I got a ‘B’ on my last assignment.

I know! I know! I’m sorry! I didn’t want you to become a blind bum wandering the Wal-mart parking lot, but you kept reading! I tried my best to get an ‘A+’, my usual grade, but something just snapped up there, in my mind! I was about to answer this question when, completely out of nowhere, and pencil flew across the room and struck me on the side of the head. In that moment, the answer left my mind and, hence, I got a ‘B’, and you went blind.

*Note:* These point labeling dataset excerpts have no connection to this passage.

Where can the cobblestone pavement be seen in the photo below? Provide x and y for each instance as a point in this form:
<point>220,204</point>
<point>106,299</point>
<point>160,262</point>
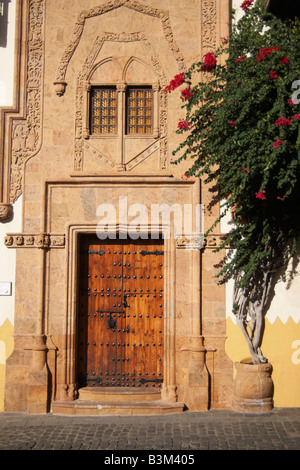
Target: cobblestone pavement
<point>188,432</point>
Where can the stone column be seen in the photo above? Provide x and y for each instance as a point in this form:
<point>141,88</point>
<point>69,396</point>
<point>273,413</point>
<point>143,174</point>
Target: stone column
<point>121,90</point>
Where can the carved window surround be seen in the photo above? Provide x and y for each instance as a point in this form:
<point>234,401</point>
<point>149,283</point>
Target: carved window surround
<point>121,133</point>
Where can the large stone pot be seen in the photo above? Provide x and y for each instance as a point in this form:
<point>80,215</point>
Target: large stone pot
<point>253,388</point>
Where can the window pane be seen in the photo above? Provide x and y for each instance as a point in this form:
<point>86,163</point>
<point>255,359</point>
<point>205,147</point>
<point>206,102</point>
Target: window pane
<point>103,110</point>
<point>139,110</point>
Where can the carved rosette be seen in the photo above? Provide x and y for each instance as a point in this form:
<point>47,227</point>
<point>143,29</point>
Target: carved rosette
<point>43,240</point>
<point>6,212</point>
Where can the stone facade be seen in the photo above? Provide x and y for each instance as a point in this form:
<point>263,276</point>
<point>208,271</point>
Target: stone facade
<point>64,174</point>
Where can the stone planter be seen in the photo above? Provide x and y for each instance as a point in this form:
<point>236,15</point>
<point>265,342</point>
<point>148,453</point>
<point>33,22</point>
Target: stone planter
<point>253,388</point>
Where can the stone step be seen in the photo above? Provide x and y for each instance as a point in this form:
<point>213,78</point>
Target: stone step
<point>86,407</point>
<point>119,394</point>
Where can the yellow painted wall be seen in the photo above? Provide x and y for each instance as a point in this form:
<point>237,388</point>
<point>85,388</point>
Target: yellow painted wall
<point>6,348</point>
<point>281,345</point>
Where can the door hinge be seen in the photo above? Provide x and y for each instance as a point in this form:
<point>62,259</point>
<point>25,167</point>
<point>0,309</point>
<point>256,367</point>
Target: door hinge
<point>143,381</point>
<point>144,253</point>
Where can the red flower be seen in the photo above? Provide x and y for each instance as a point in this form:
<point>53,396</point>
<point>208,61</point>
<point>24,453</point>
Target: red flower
<point>284,122</point>
<point>285,60</point>
<point>246,5</point>
<point>273,74</point>
<point>186,94</point>
<point>241,59</point>
<point>265,52</point>
<point>210,62</point>
<point>175,83</point>
<point>277,143</point>
<point>261,195</point>
<point>182,125</point>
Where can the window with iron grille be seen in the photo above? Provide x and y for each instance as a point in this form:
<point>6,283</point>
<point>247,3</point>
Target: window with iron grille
<point>139,110</point>
<point>103,110</point>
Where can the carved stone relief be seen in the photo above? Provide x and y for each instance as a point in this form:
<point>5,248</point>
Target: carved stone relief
<point>43,240</point>
<point>81,97</point>
<point>26,134</point>
<point>163,15</point>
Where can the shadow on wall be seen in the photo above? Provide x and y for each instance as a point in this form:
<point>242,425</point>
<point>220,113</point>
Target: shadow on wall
<point>3,22</point>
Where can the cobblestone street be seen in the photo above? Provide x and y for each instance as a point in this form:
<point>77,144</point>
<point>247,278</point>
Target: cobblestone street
<point>188,431</point>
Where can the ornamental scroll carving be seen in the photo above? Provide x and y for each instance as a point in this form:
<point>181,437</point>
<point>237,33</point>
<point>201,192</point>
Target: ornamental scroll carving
<point>26,133</point>
<point>198,242</point>
<point>163,15</point>
<point>43,240</point>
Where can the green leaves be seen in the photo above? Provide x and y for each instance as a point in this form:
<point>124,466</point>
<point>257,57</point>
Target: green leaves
<point>234,141</point>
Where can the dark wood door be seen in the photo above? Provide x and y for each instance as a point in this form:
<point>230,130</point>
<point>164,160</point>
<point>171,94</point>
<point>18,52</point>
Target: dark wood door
<point>121,321</point>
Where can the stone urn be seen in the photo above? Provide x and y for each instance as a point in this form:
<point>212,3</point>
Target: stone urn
<point>253,387</point>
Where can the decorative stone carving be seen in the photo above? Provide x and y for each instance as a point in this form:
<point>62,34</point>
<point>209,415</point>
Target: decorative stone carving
<point>190,242</point>
<point>81,97</point>
<point>44,241</point>
<point>26,135</point>
<point>6,212</point>
<point>163,15</point>
<point>198,242</point>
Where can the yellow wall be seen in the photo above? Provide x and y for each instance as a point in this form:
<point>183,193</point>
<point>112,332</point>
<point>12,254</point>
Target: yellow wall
<point>6,348</point>
<point>281,345</point>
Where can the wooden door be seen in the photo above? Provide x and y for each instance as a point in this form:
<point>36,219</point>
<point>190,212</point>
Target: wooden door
<point>121,321</point>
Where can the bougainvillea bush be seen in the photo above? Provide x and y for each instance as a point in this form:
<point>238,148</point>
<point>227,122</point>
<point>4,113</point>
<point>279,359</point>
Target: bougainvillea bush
<point>241,134</point>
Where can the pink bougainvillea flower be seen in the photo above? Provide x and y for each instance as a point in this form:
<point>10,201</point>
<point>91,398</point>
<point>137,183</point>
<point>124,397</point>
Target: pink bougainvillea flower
<point>210,62</point>
<point>186,94</point>
<point>284,122</point>
<point>241,59</point>
<point>273,74</point>
<point>285,60</point>
<point>246,5</point>
<point>261,195</point>
<point>277,143</point>
<point>265,52</point>
<point>182,125</point>
<point>175,83</point>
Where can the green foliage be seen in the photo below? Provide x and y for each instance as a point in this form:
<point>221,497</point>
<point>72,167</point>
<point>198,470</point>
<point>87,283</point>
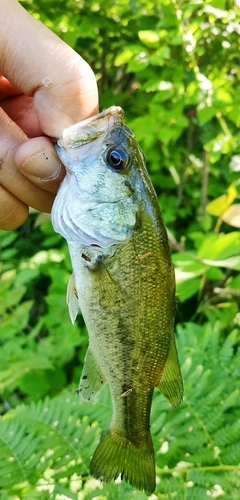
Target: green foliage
<point>174,68</point>
<point>47,444</point>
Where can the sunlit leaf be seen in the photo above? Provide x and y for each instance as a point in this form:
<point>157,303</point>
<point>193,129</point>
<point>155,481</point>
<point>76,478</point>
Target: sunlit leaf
<point>232,215</point>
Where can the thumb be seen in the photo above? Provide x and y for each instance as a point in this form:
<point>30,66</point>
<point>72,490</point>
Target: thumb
<point>62,83</point>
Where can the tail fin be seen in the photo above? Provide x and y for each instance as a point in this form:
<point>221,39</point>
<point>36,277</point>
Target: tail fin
<point>116,455</point>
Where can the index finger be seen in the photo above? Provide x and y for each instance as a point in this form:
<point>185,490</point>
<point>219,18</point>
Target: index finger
<point>37,62</point>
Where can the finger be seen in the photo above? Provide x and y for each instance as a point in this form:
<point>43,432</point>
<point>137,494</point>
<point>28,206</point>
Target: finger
<point>39,162</point>
<point>11,179</point>
<point>13,212</point>
<point>62,83</point>
<point>21,110</point>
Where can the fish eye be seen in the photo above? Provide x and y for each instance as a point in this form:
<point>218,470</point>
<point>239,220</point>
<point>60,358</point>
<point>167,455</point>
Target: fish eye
<point>117,158</point>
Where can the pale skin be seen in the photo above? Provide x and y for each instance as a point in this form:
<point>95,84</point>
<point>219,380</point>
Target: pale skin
<point>45,86</point>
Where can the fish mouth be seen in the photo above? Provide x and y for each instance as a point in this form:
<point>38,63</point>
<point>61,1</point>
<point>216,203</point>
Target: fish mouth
<point>90,129</point>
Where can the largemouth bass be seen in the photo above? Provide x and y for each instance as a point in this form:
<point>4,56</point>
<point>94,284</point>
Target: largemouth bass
<point>123,282</point>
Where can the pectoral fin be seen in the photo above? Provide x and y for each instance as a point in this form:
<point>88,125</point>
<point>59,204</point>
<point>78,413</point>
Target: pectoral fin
<point>171,384</point>
<point>109,294</point>
<point>92,379</point>
<point>72,299</point>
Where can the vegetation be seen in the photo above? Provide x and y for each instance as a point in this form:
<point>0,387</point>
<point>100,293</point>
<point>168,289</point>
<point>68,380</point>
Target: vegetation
<point>174,68</point>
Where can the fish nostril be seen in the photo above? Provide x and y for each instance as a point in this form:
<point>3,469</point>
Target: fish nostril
<point>127,183</point>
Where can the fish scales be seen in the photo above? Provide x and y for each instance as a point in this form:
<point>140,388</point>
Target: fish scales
<point>123,282</point>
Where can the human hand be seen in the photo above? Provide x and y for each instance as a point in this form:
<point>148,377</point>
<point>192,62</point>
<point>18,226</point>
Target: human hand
<point>46,87</point>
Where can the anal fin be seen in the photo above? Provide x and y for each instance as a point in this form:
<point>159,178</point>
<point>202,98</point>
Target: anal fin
<point>171,384</point>
<point>72,299</point>
<point>92,379</point>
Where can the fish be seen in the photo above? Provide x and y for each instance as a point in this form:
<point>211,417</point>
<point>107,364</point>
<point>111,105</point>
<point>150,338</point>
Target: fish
<point>123,282</point>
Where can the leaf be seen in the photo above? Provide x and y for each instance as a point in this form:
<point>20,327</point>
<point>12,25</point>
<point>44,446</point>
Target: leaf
<point>220,246</point>
<point>232,215</point>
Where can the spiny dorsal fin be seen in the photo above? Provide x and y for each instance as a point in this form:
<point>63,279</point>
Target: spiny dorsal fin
<point>92,379</point>
<point>171,384</point>
<point>72,299</point>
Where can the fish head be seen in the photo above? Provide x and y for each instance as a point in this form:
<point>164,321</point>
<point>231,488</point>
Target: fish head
<point>99,199</point>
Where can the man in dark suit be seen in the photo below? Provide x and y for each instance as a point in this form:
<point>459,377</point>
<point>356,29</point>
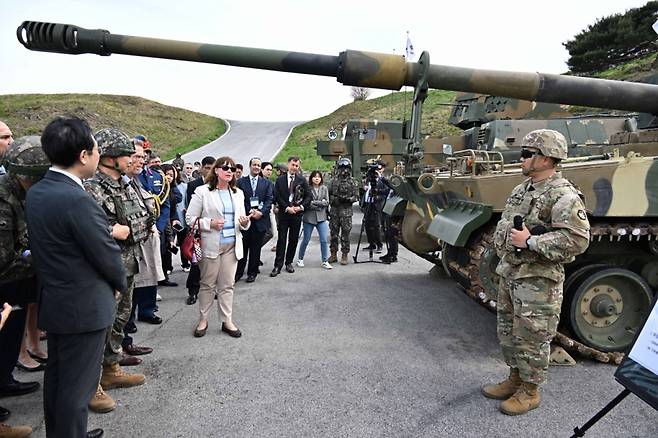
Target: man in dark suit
<point>292,195</point>
<point>79,266</point>
<point>258,195</point>
<point>194,275</point>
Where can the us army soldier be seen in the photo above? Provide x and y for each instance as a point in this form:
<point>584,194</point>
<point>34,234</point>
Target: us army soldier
<point>544,225</point>
<point>130,220</point>
<point>343,192</point>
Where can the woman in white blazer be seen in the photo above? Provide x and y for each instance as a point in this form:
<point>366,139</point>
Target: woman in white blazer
<point>219,206</point>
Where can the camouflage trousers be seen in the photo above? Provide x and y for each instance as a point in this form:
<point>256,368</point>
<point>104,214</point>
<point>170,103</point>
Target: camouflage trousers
<point>113,350</point>
<point>528,314</point>
<point>340,223</point>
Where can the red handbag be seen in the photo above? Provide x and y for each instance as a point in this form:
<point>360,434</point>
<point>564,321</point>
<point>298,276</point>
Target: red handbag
<point>191,247</point>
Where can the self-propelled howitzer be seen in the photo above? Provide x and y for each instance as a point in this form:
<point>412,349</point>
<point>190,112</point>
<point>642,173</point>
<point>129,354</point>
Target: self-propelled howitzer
<point>451,213</point>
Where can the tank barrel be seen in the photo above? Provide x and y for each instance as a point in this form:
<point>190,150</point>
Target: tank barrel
<point>351,67</point>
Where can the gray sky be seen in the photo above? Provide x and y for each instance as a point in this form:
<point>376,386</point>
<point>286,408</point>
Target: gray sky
<point>519,35</point>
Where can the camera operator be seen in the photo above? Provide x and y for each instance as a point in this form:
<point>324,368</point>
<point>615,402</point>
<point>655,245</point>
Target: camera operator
<point>374,199</point>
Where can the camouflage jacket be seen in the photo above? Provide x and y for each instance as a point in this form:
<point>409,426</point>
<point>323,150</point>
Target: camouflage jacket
<point>554,205</point>
<point>343,191</point>
<point>124,206</point>
<point>13,233</point>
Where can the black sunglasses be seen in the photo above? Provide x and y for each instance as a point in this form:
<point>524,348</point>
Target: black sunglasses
<point>527,153</point>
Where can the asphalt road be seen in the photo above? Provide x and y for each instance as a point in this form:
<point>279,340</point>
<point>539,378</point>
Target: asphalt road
<point>245,140</point>
<point>363,350</point>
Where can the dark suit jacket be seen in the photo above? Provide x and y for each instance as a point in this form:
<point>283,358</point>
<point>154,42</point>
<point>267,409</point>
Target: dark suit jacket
<point>191,187</point>
<point>76,259</point>
<point>265,195</point>
<point>282,193</point>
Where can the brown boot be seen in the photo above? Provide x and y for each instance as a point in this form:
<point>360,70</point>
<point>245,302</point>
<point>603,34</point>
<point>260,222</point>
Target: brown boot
<point>102,402</point>
<point>504,389</point>
<point>114,377</point>
<point>524,399</point>
<point>7,431</point>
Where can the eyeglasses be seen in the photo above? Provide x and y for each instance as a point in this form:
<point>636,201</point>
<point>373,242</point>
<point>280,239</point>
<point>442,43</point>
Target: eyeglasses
<point>528,153</point>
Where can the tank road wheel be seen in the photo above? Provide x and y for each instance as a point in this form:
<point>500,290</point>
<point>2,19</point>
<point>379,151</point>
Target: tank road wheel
<point>607,308</point>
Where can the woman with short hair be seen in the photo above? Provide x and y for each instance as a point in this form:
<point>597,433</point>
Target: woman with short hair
<point>219,206</point>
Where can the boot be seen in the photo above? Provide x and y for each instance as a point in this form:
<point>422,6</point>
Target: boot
<point>114,377</point>
<point>524,399</point>
<point>7,431</point>
<point>504,389</point>
<point>102,402</point>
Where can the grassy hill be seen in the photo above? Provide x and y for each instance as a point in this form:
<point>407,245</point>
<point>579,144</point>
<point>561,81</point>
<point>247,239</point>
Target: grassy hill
<point>395,106</point>
<point>169,129</point>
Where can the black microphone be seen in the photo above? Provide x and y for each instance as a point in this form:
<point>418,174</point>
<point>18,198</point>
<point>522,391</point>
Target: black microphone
<point>518,225</point>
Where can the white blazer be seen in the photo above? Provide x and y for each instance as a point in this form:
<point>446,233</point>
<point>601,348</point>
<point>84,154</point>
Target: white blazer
<point>207,205</point>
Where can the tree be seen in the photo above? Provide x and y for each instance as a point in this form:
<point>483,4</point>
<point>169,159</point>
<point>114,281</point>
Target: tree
<point>613,40</point>
<point>360,93</point>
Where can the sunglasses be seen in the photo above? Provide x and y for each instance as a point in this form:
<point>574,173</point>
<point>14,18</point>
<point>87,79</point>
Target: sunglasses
<point>527,153</point>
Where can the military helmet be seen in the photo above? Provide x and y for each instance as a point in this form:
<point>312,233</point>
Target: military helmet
<point>113,143</point>
<point>25,157</point>
<point>343,162</point>
<point>549,142</point>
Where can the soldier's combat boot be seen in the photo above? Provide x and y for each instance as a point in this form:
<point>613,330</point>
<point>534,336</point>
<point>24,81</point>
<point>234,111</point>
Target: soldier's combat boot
<point>102,402</point>
<point>504,389</point>
<point>114,377</point>
<point>525,399</point>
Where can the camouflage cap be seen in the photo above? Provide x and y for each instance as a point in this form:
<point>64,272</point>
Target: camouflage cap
<point>25,157</point>
<point>549,142</point>
<point>113,143</point>
<point>343,162</point>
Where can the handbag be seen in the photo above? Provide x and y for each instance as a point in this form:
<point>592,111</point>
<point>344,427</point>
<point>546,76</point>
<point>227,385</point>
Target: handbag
<point>191,247</point>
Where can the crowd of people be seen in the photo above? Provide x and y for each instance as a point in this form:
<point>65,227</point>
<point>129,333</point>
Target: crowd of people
<point>105,202</point>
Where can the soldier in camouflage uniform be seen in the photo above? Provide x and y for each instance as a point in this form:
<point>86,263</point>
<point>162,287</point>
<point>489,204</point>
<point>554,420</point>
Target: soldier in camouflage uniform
<point>131,223</point>
<point>554,230</point>
<point>343,192</point>
<point>25,163</point>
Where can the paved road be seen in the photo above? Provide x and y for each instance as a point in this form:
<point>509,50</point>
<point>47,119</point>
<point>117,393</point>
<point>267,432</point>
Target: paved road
<point>245,140</point>
<point>363,350</point>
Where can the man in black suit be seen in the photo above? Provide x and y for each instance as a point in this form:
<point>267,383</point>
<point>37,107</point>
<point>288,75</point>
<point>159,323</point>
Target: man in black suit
<point>292,195</point>
<point>258,196</point>
<point>194,275</point>
<point>79,266</point>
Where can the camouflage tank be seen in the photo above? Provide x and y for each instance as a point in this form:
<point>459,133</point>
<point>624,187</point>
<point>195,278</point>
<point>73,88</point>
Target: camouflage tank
<point>446,213</point>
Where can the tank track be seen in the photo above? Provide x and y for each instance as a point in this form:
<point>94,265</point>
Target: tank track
<point>469,278</point>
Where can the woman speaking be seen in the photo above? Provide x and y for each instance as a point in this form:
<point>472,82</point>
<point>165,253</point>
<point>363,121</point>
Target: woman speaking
<point>219,206</point>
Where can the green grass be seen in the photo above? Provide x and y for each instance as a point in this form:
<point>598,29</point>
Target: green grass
<point>395,106</point>
<point>171,130</point>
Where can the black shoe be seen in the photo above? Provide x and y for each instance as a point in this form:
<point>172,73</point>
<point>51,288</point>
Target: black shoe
<point>96,433</point>
<point>4,414</point>
<point>232,333</point>
<point>167,283</point>
<point>18,388</point>
<point>130,328</point>
<point>150,319</point>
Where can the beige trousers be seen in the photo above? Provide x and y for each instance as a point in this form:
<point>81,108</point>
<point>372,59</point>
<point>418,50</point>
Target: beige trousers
<point>218,275</point>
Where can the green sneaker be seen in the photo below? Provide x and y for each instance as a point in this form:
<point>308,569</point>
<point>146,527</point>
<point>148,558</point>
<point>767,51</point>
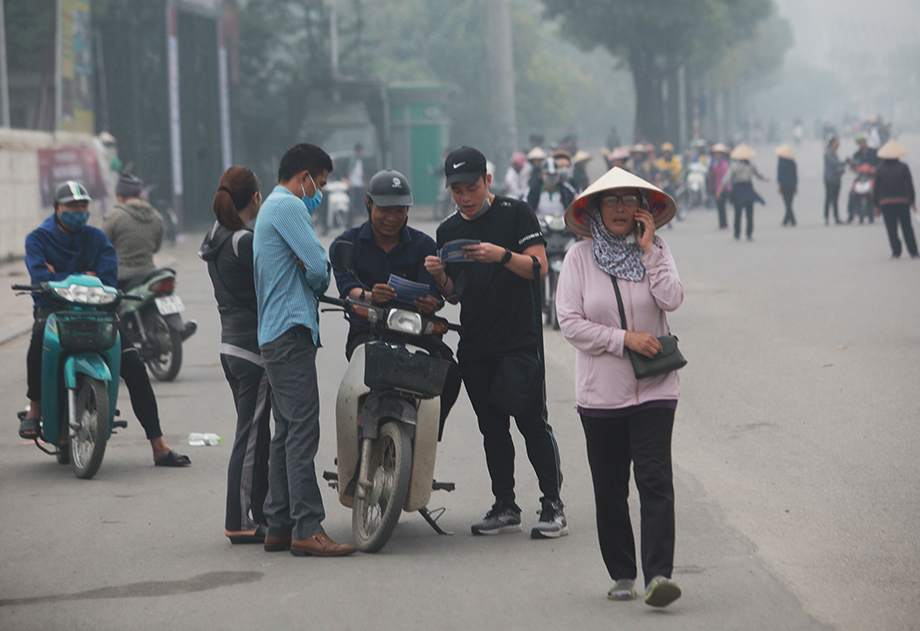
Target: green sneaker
<point>625,589</point>
<point>661,592</point>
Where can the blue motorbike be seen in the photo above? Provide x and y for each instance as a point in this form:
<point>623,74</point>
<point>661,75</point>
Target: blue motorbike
<point>81,361</point>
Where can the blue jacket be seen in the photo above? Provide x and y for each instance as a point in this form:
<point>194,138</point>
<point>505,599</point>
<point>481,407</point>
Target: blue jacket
<point>86,251</point>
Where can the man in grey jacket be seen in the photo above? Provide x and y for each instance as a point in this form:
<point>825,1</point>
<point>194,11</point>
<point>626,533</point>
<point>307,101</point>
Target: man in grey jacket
<point>135,228</point>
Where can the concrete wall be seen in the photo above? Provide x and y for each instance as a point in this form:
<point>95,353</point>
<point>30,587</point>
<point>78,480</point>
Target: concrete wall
<point>20,197</point>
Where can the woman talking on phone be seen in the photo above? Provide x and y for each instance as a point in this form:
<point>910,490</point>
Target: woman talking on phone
<point>627,421</point>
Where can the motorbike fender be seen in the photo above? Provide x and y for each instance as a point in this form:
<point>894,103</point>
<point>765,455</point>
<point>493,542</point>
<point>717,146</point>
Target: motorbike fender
<point>174,320</point>
<point>349,401</point>
<point>91,364</point>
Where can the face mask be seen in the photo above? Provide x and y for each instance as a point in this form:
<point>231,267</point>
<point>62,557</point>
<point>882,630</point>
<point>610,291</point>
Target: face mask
<point>75,221</point>
<point>312,202</point>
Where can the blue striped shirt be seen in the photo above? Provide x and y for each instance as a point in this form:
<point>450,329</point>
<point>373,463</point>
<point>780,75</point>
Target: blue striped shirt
<point>286,294</point>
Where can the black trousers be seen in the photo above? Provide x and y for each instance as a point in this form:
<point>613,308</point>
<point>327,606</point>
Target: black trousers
<point>721,201</point>
<point>495,426</point>
<point>247,473</point>
<point>748,210</point>
<point>788,192</point>
<point>642,439</point>
<point>831,197</point>
<point>133,371</point>
<point>895,214</point>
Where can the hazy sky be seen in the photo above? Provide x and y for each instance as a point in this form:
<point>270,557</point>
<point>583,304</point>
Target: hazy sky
<point>825,29</point>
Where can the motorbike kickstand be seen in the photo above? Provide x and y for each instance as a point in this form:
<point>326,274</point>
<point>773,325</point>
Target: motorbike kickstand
<point>432,518</point>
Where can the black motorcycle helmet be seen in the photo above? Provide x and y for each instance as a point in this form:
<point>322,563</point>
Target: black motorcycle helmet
<point>389,188</point>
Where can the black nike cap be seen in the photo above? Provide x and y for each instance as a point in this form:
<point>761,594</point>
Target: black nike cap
<point>464,165</point>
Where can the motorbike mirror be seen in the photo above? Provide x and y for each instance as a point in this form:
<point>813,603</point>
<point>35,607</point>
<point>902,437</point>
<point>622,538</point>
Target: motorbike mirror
<point>342,255</point>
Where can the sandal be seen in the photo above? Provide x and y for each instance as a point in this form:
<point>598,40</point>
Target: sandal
<point>257,537</point>
<point>173,459</point>
<point>29,428</point>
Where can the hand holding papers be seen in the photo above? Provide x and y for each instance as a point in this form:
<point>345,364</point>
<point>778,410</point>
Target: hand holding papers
<point>452,252</point>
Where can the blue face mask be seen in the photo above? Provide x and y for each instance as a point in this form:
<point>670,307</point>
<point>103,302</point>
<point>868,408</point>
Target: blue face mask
<point>312,202</point>
<point>75,221</point>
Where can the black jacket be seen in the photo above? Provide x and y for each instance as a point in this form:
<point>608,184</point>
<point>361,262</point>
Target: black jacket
<point>893,183</point>
<point>229,258</point>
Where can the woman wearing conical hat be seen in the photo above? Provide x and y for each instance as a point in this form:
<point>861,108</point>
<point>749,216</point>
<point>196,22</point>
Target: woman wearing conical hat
<point>627,421</point>
<point>894,196</point>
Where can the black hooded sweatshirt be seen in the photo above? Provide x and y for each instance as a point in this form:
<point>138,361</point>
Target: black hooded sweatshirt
<point>229,258</point>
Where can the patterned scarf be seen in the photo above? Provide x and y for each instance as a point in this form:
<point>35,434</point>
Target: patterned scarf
<point>618,256</point>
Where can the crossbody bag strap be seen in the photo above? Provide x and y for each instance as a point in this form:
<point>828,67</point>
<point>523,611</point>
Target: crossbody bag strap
<point>616,288</point>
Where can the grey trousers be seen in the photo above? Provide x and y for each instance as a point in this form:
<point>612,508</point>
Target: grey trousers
<point>294,505</point>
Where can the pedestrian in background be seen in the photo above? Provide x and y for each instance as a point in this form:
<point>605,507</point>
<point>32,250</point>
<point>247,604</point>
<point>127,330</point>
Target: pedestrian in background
<point>136,230</point>
<point>721,188</point>
<point>787,180</point>
<point>227,249</point>
<point>894,196</point>
<point>290,270</point>
<point>741,176</point>
<point>833,171</point>
<point>627,421</point>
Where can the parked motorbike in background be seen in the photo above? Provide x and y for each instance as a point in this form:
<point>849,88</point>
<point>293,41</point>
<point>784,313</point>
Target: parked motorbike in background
<point>863,205</point>
<point>81,362</point>
<point>155,324</point>
<point>558,241</point>
<point>338,206</point>
<point>387,416</point>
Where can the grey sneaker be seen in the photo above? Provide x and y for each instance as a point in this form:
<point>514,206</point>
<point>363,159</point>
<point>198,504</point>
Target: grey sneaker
<point>499,520</point>
<point>625,589</point>
<point>661,592</point>
<point>552,522</point>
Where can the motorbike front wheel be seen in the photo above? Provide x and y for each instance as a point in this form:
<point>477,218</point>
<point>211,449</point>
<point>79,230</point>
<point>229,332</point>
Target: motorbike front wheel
<point>166,343</point>
<point>374,517</point>
<point>88,437</point>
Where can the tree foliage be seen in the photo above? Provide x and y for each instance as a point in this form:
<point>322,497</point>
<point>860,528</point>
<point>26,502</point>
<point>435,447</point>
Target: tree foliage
<point>658,37</point>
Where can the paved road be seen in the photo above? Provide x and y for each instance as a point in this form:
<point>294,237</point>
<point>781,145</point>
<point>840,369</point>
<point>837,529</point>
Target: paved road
<point>796,472</point>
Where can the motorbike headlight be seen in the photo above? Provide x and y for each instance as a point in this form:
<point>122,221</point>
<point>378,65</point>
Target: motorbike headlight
<point>405,321</point>
<point>86,295</point>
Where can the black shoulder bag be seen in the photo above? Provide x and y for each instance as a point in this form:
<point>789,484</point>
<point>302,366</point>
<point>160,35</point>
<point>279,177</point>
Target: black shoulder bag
<point>669,359</point>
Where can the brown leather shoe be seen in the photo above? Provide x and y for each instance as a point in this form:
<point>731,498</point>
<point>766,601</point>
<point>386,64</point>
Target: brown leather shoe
<point>277,544</point>
<point>320,545</point>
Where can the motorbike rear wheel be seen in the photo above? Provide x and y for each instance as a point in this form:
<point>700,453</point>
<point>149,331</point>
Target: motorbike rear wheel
<point>88,438</point>
<point>166,343</point>
<point>374,517</point>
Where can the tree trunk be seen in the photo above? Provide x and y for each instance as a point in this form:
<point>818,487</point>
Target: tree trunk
<point>647,79</point>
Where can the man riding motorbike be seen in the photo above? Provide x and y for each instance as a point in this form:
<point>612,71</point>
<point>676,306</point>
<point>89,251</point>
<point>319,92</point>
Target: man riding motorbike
<point>385,245</point>
<point>550,194</point>
<point>63,245</point>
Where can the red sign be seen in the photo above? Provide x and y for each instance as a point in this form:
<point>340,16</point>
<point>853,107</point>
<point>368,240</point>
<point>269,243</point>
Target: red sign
<point>57,165</point>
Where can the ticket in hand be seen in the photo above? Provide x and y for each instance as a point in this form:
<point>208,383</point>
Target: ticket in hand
<point>452,252</point>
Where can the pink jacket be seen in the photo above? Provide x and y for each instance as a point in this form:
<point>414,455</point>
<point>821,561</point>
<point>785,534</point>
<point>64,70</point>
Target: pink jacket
<point>588,316</point>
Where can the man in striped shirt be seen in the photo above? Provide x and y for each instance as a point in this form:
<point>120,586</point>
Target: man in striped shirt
<point>290,271</point>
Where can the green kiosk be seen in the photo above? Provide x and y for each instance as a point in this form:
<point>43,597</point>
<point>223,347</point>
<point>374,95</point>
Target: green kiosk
<point>418,137</point>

A ‘B’ is actually a good mark. I mean, its average, but what makes me so mortified isn’t the actual grade so much as the result of that grade. I just keep thinking and thinking about this B and what it might do to me, and my heart just keeps skipping these beats, and the blood flow to my brain lessens and I fear that maybe, just maybe, I would be better off for the blood just to stop flowing and for me to die rather than to face the result of that B grade. I mean if the answer just flew out of my head like some sort of demented bird, what happens if it happens again- but during, like, a college entrance exam?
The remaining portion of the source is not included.